Emotional & Organisational Splinting & Freezing

 Physiological ‘splinting’ is a good metaphor for some forms of both emotional and organisational trauma.  Splinting occurs, non-volitionally, around physical, emotional, organisational and social trauma[2] to reduce further damage and pain.

 The American physiologist Walter Cannon, who coined the term ‘homeostasis’ to describe the ‘internal fixity’ he believed necessary for an organism to survive, was the first to describe the ‘fight-or-flight response’; “a physiological reaction that occurs in response to a perceived harmful event, attack, or threat to survival”.  More recently PTSD specialist Pete Walker elaborated on ‘fight-or-flight’ in describing the 4Fs: fight, flight, freeze or fawn, which are psychological response to perceived harm.  

 Simply stated, the anxiety caused by real or perceived threat to which one feels helpless to respond can result in psychic ‘freezing’ well documented in PTSD sufferers.  The symptoms can be strong involuntary disassociation from situations which trigger memories, emotional ‘numbness’, or feelings of complete powerlessness, despair and futility.  They can also manifest as ideological and ideational rigidity or even fixity, as well as in addictive behaviour.

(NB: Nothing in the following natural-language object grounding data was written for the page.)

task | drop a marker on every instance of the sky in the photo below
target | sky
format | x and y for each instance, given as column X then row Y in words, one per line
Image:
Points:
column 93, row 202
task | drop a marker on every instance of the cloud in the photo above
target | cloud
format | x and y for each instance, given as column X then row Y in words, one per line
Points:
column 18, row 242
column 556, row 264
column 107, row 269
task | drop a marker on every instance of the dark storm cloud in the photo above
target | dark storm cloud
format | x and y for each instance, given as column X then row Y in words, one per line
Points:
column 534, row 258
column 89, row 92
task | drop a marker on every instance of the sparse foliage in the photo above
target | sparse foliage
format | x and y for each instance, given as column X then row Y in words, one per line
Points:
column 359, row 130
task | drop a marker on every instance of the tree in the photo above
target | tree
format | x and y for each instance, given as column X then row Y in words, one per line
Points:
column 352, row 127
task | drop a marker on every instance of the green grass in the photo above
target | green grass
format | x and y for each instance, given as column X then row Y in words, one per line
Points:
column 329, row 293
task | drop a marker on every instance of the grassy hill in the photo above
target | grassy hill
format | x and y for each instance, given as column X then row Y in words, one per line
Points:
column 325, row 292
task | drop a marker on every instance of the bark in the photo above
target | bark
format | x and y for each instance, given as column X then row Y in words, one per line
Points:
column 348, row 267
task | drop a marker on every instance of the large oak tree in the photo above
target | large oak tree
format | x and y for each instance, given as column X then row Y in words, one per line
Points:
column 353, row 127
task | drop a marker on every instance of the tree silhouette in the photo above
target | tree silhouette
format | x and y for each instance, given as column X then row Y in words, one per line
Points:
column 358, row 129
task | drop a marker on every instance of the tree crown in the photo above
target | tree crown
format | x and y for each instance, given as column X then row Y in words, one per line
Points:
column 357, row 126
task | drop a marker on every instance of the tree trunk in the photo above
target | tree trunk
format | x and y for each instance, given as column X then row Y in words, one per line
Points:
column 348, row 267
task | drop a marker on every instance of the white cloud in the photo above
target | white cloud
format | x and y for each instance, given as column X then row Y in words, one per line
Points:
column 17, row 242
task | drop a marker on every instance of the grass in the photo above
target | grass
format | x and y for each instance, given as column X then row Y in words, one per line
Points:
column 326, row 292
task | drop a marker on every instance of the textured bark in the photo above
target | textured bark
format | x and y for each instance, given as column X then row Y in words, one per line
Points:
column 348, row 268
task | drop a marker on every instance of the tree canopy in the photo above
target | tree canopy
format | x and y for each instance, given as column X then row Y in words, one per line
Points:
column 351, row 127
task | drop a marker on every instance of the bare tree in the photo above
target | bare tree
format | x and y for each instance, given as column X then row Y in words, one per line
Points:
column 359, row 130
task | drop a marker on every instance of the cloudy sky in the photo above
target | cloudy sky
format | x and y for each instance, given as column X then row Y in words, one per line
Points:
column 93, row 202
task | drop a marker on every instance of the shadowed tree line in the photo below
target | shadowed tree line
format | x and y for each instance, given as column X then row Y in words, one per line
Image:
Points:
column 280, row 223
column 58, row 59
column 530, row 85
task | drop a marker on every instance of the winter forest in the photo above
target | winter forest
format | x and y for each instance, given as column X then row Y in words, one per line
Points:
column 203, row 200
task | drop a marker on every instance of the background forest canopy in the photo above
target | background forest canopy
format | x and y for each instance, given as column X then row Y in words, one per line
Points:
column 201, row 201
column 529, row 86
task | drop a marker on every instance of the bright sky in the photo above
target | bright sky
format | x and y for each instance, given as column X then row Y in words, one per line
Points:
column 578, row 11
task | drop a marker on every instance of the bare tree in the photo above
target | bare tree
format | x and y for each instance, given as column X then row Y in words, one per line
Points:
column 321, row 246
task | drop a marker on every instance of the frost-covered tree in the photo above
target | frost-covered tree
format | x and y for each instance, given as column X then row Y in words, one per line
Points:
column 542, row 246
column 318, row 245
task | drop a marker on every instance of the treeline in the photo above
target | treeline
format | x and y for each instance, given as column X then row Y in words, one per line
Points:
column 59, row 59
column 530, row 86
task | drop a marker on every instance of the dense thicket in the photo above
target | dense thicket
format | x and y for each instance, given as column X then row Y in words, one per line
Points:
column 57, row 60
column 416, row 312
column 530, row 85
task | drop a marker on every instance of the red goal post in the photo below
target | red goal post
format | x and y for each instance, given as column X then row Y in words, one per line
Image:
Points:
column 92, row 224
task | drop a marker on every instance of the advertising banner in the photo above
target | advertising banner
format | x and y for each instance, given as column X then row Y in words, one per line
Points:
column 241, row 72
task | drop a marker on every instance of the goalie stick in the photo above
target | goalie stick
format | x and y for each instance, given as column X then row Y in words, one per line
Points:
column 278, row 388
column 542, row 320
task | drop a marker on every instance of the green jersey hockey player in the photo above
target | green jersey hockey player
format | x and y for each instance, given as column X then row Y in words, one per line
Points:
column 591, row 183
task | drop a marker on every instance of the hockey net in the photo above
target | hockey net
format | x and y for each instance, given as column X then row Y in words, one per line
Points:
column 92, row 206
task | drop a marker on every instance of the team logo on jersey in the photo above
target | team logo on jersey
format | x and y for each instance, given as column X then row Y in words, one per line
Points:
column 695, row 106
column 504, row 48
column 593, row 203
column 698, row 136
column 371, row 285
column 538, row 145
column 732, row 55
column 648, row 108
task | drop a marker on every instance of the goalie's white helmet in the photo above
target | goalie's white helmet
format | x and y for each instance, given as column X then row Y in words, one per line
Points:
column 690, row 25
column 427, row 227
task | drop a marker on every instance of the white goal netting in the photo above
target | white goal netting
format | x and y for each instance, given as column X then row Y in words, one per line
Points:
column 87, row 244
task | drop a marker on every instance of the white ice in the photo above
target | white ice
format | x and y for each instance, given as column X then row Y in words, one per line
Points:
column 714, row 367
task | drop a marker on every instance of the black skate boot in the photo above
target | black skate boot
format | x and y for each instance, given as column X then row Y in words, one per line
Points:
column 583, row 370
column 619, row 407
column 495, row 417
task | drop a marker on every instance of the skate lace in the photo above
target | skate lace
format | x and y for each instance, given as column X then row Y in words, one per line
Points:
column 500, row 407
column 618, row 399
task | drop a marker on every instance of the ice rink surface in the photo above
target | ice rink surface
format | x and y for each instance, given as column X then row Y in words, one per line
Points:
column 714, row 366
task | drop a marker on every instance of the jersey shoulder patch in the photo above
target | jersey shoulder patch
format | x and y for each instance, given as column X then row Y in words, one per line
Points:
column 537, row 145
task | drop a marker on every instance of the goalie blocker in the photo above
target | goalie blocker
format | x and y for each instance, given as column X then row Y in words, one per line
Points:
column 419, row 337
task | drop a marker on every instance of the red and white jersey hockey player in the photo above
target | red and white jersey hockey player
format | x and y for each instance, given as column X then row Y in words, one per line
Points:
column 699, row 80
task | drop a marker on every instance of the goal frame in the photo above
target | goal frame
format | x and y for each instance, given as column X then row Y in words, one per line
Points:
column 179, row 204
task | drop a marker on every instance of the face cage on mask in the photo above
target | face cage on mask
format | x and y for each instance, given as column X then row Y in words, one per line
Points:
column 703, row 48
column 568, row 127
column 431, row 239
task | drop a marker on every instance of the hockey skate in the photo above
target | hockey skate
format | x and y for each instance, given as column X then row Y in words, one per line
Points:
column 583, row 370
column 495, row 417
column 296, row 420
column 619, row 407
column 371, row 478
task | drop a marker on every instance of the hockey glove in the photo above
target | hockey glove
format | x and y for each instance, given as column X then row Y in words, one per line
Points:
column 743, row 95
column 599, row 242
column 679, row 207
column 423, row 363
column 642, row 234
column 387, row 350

In organisations a traumatic situation – a hostile takeover, deep layoffs[3], market failure – may be ‘fixed’ or ‘splinted’ by temporary authoritarianism, extreme legalisation or bureaucraticisation.

 Aggravation & Enculturation

 In physiological ‘freezing’ the functions of the immobilised muscle groups need to be covered for, so the brain calls up substitute muscle groups which, while not adapted for that role, can temporarily ‘pinch hit’.[4] A localised injury, by calling in temporal support, sets off chains of adaptations resulting in global shifts in the ecology of coordination that characterises healthy movement and posture.  Prolonged reliance on substitutions, however, will result in the brain neuroplastically rewiring itself such that aberrant and substitute posturo-movements becomes normalized and permanent.[5]

 The same can hold true for individuals and organisations: ideological fixations, addictive behaviours, authoritarianism, legalism – all of which may have been a temporary ‘fix’ for a traumatic situation – become normalized and enculturated.  However, because temporary fixes are inadequate long-term solutions they typically engender more instances of conflict and turbulence hence further aggravating an initial trauma. A vicious circle takes hold.


[1] “By ‘splinting’ the area with spasm, the hypercontracted (shortened) muscles, ligaments and fascia effectively reduce painful joint movements. Splinting is a common form of protective guarding clinicians address day-in and day-out… “
– True Grit of Muscle Spasm: Erik Dalton (http://erikdalton.com/media/published-articles/true-grit-of-muscle-spasm/)

[2] Taboo is social splinting. Taboo is a socially strategic immobilisation around an area of conduct in which there has been great pain and damage: sex, money, mental illness, etc.

[3] David Noer, author of Healing the Wounds: Overcoming the Trauma of Layoffs and Revitalizing Downsized Organizations, gives a compelling account of ‘layoff survivor sickness’. “Survivors of most organizations are angry, depressed, anxious and fearful. They are not able or willing to take risks or focus on increasing customer service. At the very time organizations need them to be the most creative and energetic; they hunker down in the trenches, absorbed in their own toxic survivor symptoms.” – http://www.cnbc.com/id/32990164

[4] “Regardless of the reason for loss of joint play, when vertebrae are not free to move, muscles assigned the job of moving them (prime movers) cannot carry out their duties and are substituted by synergistic stabilizers, i.e., the brain sends in the subs when a key player is injured.”
– True Grit of Muscle Spasm: Erik Dalton (http://erikdalton.com/media/published-articles/true-grit-of-muscle-spasm/)

[5] “Prolonged joint damage can set the stage for aberrant posturo-movement patterns which, in time, causes the brain, through the process of sensitization, to re-map and re-learn the dysfunctional movement as normal (neuroplasticity).”